Summary
In Vance v. McNeill, 711 S.W.2d 531 (Mo.App. 1986), this court found that the trial court erroneously excluded, as hearsay, a police officer's testimony that he had a Type III permit.
Summary of this case from Elliot v. Director of Revenue, StateOpinion
No. 50644.
May 13, 1986. Rehearing Denied June 19, 1986.
APPEAL FROM THE CIRCUIT COURT, ST. LOUIS COUNTY, DANIEL J. O'TOLLE, J.
James A. Chenault, III, Sp. Asst. Atty. Gen., Missouri Dept. of Revenue, Jefferson City, for respondent-appellant.
Timothy F. Devereux, Clayton, for petitioner-respondent.
The director of revenue appeals from a judgment of the trial court reinstating the driver's license of Vance. The director had ordered the license suspended for one year pursuant to Sec. 302.505 RSMo Supp. 1983, upon his finding that Vance had operated his automobile while having a blood alcohol level above .13%. We reverse and remand.
The director was unable to make a submissible case following a ruling by the trial court that the testimony of the officer who administered the breathalyzer test that he held a type III permit from the Division of Health was hearsay. The court also refused to admit the permit into evidence for the same reason. The director made an offer of proof.

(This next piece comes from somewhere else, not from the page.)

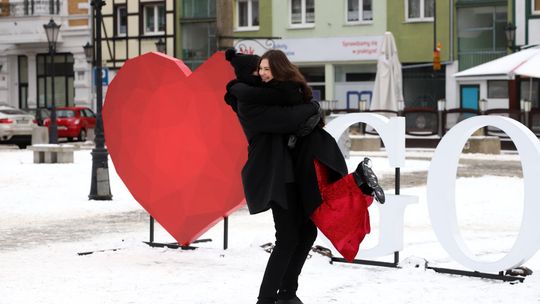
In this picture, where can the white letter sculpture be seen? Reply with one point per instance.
(392, 133)
(441, 191)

Section 577.020(3) states that chemical analysis of a person's blood, to be considered valid "shall be performed according to methods approved by the state division of health ... by a person possessing a valid permit issued by the state division of health for the purpose." The subsection following requires the division "to establish standards to ascertain the qualifications and competence of individuals to conduct analyses and to issue permits ..." 13 CSR 50-140.020(1) provides for issuance of Type III permits to qualified individuals. The courts are required to take judicial notice of the Code of State Regulations without proof. Sec. 536.031 RSMo 1978. The trial court took such notice.

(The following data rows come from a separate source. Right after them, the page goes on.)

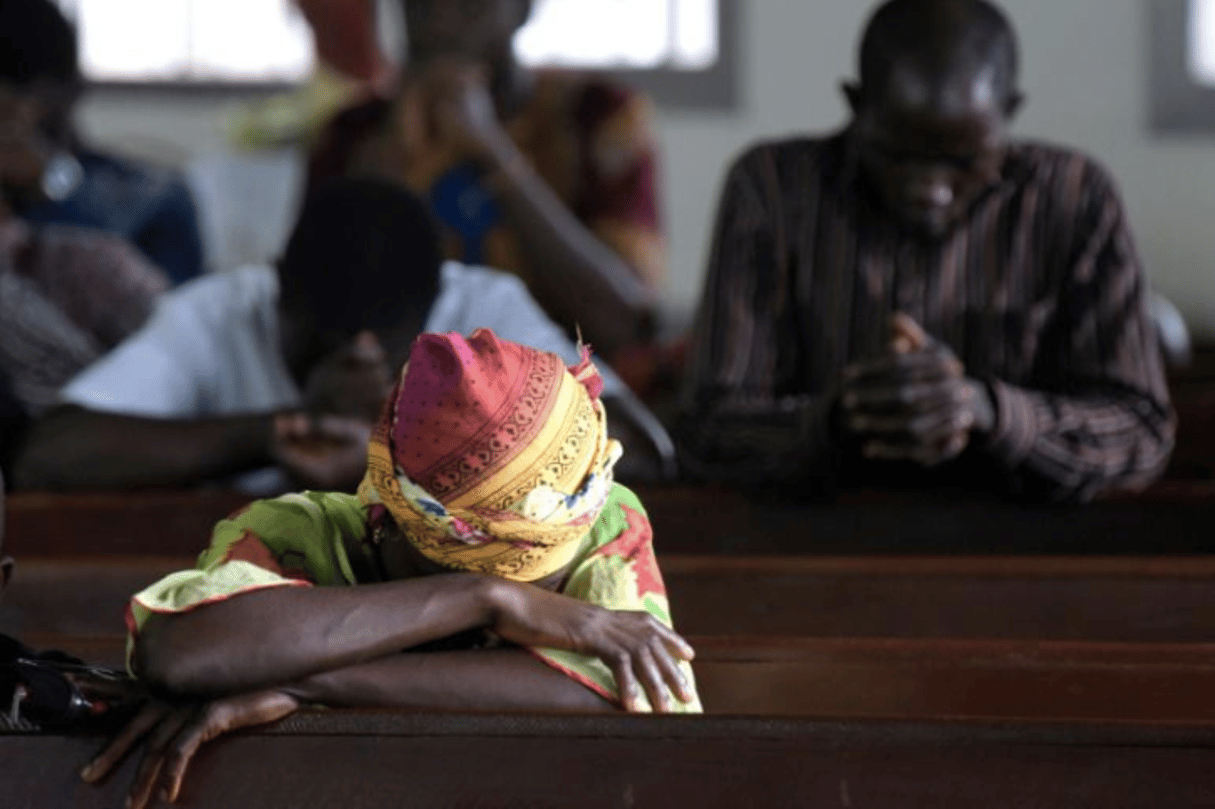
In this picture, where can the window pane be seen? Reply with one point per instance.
(1202, 41)
(603, 33)
(695, 34)
(269, 41)
(134, 39)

It is difficult to understand how the officer's testimony that he held a Type III permit could be hearsay as that is a matter within the knowledge of the witness. It would come as a considerable surprise to most lawyers to learn that persons holding licenses from the state, including attorneys themselves, cannot testify to that fact. That aside, it is firmly established in our law that:
"A record or document kept or prepared by a person whose public duty it is to record truly the facts stated therein, is, when relevant, admissible as prima facie evidence of such facts, although the statements therein were made extrajudicially by a person not under oath and not subject to cross-examination, and the person who made the record may have had no personal knowledge of the matter recited, provided that it was made originally with the intent that it should be kept as a memorial to be referred to and used as evidence." Wheeler v. Fidelity and Casualty Co. of New York, 298 Mo. 619, 251 S.W. 924 (en banc 1923) [5].
That doctrine is applicable to permits issued by the division of health to persons qualified to perform chemical testing of blood alcohol. State v. Becker, 429 S.W.2d 290 (Mo.App. 1968).
Judgment reversed and cause remanded for new trial.
GAERTNER, P.J., and SNYDER, J., concur.